Character Personality: Maxson is a generally decent and affable man in his early fifties who has had to become a much harder and more down-to-earth person very quickly. He had all the nonsense drilled out of him a long time ago. Surviving the end of the world with a whole community of people depending on you will do that to you. He has a firm belief in decency and standards of behavior, even with everything having gone to hell, and a deeper sense than he ever knew of right and wrong. His decisions at Mariposa were informed by conflicting loyalties, patriotism, and simple human right and wrong; doing the right thing, however horrible the situation was at the time, won out. He's had to lead his men and their families and everyone else bound up together with them for twenty years now, and while he's done everything that he can to keep them on the path to a viable future, there's still a part of him that doesn't really know whether they're ever going to see that day. Still, he's not going to let down the people who depend on him- he'll fake it until he makes it, if that's what it takes.

Equipment of note:

Roger Maxson is a bog-standard human of 2097 or so post-apocalyptic America. No powers, no magic, no nothin'. He's had a high school education and fourteen years of formal military experience, plus twenty years of leading his people as their primary general and High Elder.

However, his world is a world of the FUTURE! as viewed through the lens of 1950s science fiction movies. He's grown up with household robots and nuclear-powered everything. He's never seen a microchip, as they were never invented in his world. His idea of advanced computer storage involves high-speed holographic cartridges side by side with reel-to-reel tape and punch cards. He carries a U.S. military issue laser rifle, an excellently accurate semiautomatic weapon that does somewhat less damage than a full bore combat shotgun; it runs on microfusion cells. His laser pistol uses similar, but smaller, energy cells; it does more damage than a ten millimeter pistol, but less than a .44. The super sledge he uses is a mechanized hammer about as long as a man is tall, built to store kinetic energy during a swing and release it on impact, the better for sending enemies flying or caving in the sides of vehicles.

http://fallout.wikia.com/wiki/Laser_pistol_(Fallout%3A_New_Vegas)
http://fallout.wikia.com/wiki/Laser_rifle_(Fallout:_New_Vegas)
http://fallout.wikia.com/wiki/Super_sledge_(Fallout%3A_New_Vegas)

He wears a suit of T-51b power armor with twenty-some-odd years' worth of wear and heavy use, but he's been taking damned good care of it the whole time. It's made from steel and poly-laminate composite, with a silver ablative coating on the surface that deflects a significant amount of laser fire and radiation. It has enough fuel to last a thousand years of use and stands up extremely well under small arms fire. However, it does not increase his strength, agility or speed appreciably- only enough for him to move in it exactly as he would in street clothes.
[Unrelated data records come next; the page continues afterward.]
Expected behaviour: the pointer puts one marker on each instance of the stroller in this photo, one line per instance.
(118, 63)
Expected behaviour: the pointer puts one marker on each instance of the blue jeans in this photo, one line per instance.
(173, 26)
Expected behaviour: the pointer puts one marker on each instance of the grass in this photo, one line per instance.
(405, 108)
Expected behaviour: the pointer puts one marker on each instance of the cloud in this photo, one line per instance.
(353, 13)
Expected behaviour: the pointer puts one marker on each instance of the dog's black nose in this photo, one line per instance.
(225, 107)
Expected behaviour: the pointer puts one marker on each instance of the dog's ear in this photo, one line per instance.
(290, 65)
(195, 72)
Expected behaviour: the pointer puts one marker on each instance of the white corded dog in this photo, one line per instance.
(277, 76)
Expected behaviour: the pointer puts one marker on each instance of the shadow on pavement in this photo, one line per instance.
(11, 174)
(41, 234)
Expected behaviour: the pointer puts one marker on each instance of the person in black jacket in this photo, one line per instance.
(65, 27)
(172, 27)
It is vulnerable (horribly so) to electromagnetic pulses and other EM weapons. The helmet filters out airborne toxins and organisms, but does not have any kind of supplemental oxygen; he will asphyxiate and die if he wears the armor in vacuum without some form of attached air canister.
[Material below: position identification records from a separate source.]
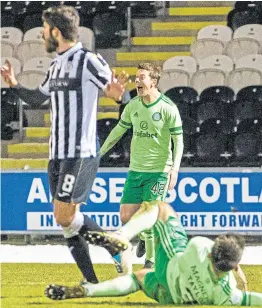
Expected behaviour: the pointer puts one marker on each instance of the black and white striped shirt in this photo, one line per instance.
(73, 82)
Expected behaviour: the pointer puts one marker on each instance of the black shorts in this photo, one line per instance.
(71, 179)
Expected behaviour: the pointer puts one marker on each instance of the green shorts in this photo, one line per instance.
(145, 186)
(170, 238)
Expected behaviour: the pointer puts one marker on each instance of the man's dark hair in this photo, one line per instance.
(154, 70)
(227, 251)
(65, 18)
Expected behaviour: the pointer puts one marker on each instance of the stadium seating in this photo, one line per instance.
(240, 17)
(221, 62)
(31, 49)
(210, 150)
(184, 109)
(217, 126)
(182, 94)
(34, 34)
(190, 126)
(31, 79)
(173, 78)
(16, 65)
(107, 29)
(210, 109)
(115, 156)
(11, 35)
(250, 93)
(249, 31)
(247, 111)
(185, 63)
(142, 9)
(238, 48)
(104, 126)
(86, 36)
(250, 61)
(245, 4)
(7, 49)
(206, 78)
(245, 150)
(203, 48)
(243, 77)
(218, 93)
(217, 32)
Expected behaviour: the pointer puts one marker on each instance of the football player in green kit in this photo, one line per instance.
(153, 169)
(199, 271)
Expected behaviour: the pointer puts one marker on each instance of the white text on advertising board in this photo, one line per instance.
(208, 190)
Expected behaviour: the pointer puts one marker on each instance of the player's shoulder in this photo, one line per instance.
(201, 243)
(134, 101)
(92, 56)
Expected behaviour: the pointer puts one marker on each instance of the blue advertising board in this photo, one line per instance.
(207, 202)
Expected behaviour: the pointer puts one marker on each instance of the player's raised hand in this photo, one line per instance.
(114, 89)
(123, 78)
(8, 75)
(173, 174)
http://fallout.wikia.com/wiki/T-51b_power_armor_(Fallout%3A_New_Vegas)

Sample

(Will fill this in once I have one, before I send in the app.)
first_of_steel: (Default)
SEVEN THINGS TO KNOW ABOUT MAXSON:

ONE: Before

Roger Maxson's world is divided rather sharply into Before and After. The dividing line isn't the day the nuclear bombs fell on his world, though. That's just the icing on the cake. 'Before' is the world as he knew it to be up until October 10, 2077- a world screwed up to varying degrees, but still more or less what it seemed to be. October tenth was the day he and his cohorts discovered the true nature of the experiments being conducted at the research facility they'd been assigned to as MPs. That was the day he realized virtually everything he'd trusted about his life was a lie. The next two weeks were just a logical outgrowth of that, and when the bombs finally fell, well... that almost seemed like the only possible thing all of it could have ever led up to.

TWO: Mariposa

The specifics of what was going on at Mariposa will be with Maxson for the rest of his life. A civilian research team from West Tek Corporation, acting under orders from the United States Government, were submerging live military prisoners in a suspension of Forced Evolutionary Virus and observing exactly what happened to them afterwards. The intention was to use the stuff to develop supersoldiers if a reliable means of guaranteeing a positive outcome could be found. This... was not in the cards. The lucky ones died quickly, and the rest became monsters, a few keeping their intelligence instead of devolving completely.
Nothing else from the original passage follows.